しかし、その緩和策として、今、幼稚園でも2歳児から入園できる教育特区が注目されています。周知のとおり、幼児教育は人間形成の基礎を養う上で欠くことができないものであり、情操豊かな人間性、知性、創造力を備えながら、集団生活を通して基礎的生活習慣や自主性、社会性を身に付けることを目的としています。
近年、特に少子高齢化や核家族化が進み、地域社会全体の人間関係が希薄化してきたため、幼児期における集団教育の重要性の高まりとともに、幼稚園や保育所への期待やニーズはますます多くなりつつあります。
学校教育法によると、幼稚園は満3歳時から小学校就学時に達するまでの幼児が対象となり、2歳児は対象外となりますが、この教育特区の導入により、年度途中に満3歳を迎える幼児でも年度初めの4月から入園できるようになります。この制度導入により幼児の自立も早くなり、また母親にとっても時間の自由度が広がり、延長保育ともタイアップされ、母親の就業を支援する効果があると思われます。しかし、一方で、幼稚園に新設備を設けたり、教員を増やさなければならず、さらに行政からの就園奨励費等の支援がなければ成り立たないとも言われています。
道内においては、北広島市、恵庭市、富良野市が認定され、2年目に入っていますが、市民のニーズ、時代の要請として、この特区は増える傾向にあると思われます。市教委としても、次代を担う子供たちの健やかな成長と親が安心して子供を生み育てる環境づくりを目的として策定された次世代育成支援行動計画に基づき、この幼児教育特区についても、行動計画策定のみにとどまらず、実際に取り組むことを検討してはいかがでしょうか。見解をお伺いいたします。
次に、総合型地域スポーツクラブについてお伺いします。
今日までのスポーツ振興の経緯として、道では国のスポーツ振興法を受け、平成12年から平成19年までのスポーツ振興計画を策定し、道・市町村が一体的に連携して総合的にスポーツ振興に取り組む方向で来ています。
江別市のスポーツ振興においても、昭和60年から第1期、第2期、第3期と平成16年までのスポーツ振興計画を策定したところです。また、社会情勢の変化や市民スポーツ活動のニーズを先行的にとらえながら、スポーツ事業拡充のため、スポーツ関連施設の効率的運営をゆだねる公益的法人化に向け、平成4年6月に江別市スポーツ振興財団の設立を実現するまでに至っています。
さらに、平成16年には第5次江別市総合計画が策定され、市民スポーツ活動の充実を施策とした総合型地域スポーツクラブ育成事業が平成16年1月18日に上江別地区のモデルクラブとして設立され、これからの地域スポーツ振興モデル事業としてその一歩を踏み出したところです。

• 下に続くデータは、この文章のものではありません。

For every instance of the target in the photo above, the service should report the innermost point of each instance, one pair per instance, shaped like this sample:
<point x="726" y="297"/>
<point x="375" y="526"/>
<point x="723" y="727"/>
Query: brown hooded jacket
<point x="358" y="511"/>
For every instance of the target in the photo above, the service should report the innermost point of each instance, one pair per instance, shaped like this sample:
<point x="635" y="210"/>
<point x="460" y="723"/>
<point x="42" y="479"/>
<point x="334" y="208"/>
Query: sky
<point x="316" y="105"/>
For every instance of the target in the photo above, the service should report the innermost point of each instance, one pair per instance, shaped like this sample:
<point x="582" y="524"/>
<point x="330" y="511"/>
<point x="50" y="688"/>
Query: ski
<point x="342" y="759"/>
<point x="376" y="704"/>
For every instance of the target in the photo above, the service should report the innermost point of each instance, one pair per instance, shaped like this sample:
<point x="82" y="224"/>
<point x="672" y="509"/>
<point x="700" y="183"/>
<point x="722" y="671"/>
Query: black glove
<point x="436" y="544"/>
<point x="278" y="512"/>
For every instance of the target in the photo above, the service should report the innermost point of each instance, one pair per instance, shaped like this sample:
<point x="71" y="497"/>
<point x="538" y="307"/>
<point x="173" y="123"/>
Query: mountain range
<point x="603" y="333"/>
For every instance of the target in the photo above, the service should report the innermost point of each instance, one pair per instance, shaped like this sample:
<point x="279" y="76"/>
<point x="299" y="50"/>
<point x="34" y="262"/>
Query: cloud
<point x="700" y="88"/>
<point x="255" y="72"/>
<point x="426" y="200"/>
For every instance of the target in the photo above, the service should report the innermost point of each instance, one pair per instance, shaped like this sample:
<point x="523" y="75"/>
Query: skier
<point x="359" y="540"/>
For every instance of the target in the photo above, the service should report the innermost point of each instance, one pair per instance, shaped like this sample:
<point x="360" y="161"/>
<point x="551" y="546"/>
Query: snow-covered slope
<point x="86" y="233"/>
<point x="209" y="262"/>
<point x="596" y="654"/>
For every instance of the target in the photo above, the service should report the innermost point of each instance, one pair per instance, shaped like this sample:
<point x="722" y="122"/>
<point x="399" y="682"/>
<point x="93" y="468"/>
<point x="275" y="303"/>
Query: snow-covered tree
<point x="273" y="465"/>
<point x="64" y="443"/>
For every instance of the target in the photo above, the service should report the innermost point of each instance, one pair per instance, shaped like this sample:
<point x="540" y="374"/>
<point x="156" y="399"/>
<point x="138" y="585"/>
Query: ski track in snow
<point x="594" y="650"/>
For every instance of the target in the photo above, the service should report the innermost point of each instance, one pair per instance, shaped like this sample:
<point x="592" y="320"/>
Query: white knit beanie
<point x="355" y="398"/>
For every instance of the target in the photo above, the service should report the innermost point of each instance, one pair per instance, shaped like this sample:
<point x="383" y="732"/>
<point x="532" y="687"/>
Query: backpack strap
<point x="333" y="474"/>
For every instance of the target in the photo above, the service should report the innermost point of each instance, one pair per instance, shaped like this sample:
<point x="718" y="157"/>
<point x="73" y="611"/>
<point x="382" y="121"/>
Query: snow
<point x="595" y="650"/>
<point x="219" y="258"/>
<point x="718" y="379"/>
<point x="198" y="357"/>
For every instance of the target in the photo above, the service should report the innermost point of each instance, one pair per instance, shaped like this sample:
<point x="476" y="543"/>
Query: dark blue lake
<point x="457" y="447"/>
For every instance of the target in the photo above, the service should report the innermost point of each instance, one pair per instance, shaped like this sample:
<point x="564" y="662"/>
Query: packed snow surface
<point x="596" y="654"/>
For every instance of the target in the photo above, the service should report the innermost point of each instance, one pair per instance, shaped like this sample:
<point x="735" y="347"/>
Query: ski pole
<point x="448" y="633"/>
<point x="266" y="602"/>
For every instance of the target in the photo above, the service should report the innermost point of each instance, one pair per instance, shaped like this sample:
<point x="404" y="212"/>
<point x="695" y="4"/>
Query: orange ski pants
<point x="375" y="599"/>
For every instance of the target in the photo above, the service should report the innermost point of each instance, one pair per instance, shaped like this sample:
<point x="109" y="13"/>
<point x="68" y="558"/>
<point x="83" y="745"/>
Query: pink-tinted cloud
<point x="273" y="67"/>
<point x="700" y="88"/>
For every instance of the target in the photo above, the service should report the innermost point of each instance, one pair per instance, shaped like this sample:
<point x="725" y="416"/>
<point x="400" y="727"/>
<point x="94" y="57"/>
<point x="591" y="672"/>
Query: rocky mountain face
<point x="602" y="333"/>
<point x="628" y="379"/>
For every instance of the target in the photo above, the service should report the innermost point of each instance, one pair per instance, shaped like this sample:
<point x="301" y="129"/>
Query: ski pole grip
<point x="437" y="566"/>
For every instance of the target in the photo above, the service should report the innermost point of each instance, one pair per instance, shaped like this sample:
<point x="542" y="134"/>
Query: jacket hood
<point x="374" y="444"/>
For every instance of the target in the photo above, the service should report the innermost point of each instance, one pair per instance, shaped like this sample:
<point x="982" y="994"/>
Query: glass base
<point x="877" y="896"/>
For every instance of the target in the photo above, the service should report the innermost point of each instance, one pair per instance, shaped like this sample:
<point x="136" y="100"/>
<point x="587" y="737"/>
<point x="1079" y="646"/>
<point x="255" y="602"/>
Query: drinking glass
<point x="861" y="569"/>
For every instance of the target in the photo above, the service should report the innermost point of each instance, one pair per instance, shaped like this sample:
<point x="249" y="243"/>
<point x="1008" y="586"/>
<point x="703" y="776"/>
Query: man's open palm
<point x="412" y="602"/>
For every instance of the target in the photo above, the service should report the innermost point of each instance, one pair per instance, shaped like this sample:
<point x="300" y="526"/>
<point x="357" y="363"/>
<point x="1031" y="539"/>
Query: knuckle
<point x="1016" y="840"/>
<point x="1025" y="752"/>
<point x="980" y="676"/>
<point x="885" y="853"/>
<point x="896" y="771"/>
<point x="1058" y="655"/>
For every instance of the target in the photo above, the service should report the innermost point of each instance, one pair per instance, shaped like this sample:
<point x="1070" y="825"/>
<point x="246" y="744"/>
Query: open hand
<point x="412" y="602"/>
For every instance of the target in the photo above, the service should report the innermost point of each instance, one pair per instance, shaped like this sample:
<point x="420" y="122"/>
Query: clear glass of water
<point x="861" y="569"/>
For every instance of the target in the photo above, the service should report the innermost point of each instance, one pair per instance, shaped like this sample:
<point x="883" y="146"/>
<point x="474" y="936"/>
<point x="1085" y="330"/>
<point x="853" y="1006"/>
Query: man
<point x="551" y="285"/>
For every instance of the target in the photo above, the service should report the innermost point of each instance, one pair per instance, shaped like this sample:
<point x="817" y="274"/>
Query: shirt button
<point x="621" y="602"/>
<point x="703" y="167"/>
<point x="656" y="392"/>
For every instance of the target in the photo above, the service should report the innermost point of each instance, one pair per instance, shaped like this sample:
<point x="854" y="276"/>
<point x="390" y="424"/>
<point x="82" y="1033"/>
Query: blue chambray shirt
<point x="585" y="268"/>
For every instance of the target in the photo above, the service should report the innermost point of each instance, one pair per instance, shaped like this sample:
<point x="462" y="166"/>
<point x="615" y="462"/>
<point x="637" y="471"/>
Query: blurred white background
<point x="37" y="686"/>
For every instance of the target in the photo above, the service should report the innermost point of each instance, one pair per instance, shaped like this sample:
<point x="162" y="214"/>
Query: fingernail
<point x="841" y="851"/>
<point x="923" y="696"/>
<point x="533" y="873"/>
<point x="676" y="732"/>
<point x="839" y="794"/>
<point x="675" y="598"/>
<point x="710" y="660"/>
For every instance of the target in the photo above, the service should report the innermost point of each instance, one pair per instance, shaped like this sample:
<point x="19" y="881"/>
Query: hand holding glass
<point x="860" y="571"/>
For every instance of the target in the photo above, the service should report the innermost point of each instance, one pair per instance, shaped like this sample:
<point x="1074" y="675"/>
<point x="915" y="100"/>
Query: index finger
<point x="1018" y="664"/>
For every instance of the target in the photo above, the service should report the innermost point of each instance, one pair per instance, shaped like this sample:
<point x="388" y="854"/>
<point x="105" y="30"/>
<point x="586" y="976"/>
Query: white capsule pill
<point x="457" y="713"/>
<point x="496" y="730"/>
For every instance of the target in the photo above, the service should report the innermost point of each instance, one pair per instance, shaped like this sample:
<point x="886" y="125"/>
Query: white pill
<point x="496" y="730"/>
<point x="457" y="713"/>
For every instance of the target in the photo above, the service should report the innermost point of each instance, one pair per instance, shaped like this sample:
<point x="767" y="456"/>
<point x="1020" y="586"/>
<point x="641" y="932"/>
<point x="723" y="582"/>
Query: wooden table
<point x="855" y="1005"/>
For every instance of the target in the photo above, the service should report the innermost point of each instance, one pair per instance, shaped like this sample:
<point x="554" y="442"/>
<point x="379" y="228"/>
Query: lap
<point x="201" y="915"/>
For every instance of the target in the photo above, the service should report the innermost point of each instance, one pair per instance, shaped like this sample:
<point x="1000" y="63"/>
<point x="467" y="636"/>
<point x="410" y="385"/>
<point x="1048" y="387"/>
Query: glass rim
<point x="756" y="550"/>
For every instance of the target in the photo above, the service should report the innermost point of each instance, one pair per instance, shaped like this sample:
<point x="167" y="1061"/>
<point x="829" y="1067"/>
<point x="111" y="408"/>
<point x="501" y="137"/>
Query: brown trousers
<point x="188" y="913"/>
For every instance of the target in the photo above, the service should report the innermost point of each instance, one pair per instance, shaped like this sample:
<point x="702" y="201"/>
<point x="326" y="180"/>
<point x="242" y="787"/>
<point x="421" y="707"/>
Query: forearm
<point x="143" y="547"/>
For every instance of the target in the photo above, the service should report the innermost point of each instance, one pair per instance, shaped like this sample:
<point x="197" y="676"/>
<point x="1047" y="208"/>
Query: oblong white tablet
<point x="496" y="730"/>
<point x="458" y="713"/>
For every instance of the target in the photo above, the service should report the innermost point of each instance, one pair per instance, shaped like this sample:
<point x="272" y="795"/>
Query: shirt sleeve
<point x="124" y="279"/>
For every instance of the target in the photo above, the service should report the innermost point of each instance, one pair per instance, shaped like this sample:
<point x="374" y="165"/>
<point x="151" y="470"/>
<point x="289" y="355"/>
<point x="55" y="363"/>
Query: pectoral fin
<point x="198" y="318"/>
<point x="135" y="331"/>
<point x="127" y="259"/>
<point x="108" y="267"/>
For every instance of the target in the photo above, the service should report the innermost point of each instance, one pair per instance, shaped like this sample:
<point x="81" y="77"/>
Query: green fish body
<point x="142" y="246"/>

クラブ名を地域スポーツクラブきらりと名付け、PTA、学校、自治会、体育指導委員、スポーツ団体等の組織が構成団体となり、平成15年度には当初クラブ会員数103名でしたが、平成16年度においては222名と増加しています。
財源的収入は、会員からの年会費や受講料と市からの補助金から成り立っていて、補助金の内訳は、今年度においては特定財源から220万円、また独立行政法人日本スポーツ振興センターからの、いわゆるサッカーくじの助成金約173万円であります。主な支出としては、講師への謝金とクラブマネジャーの人件費が大半を占めているようです。したがって、収入源の多くが補助金から成り立っていますが、市からの補助金も財政的に厳しい現況での予算付けとなり、また日本スポーツ振興センターからの助成金も不安定財源であり、今後多くは見込めない状況となってきているところです。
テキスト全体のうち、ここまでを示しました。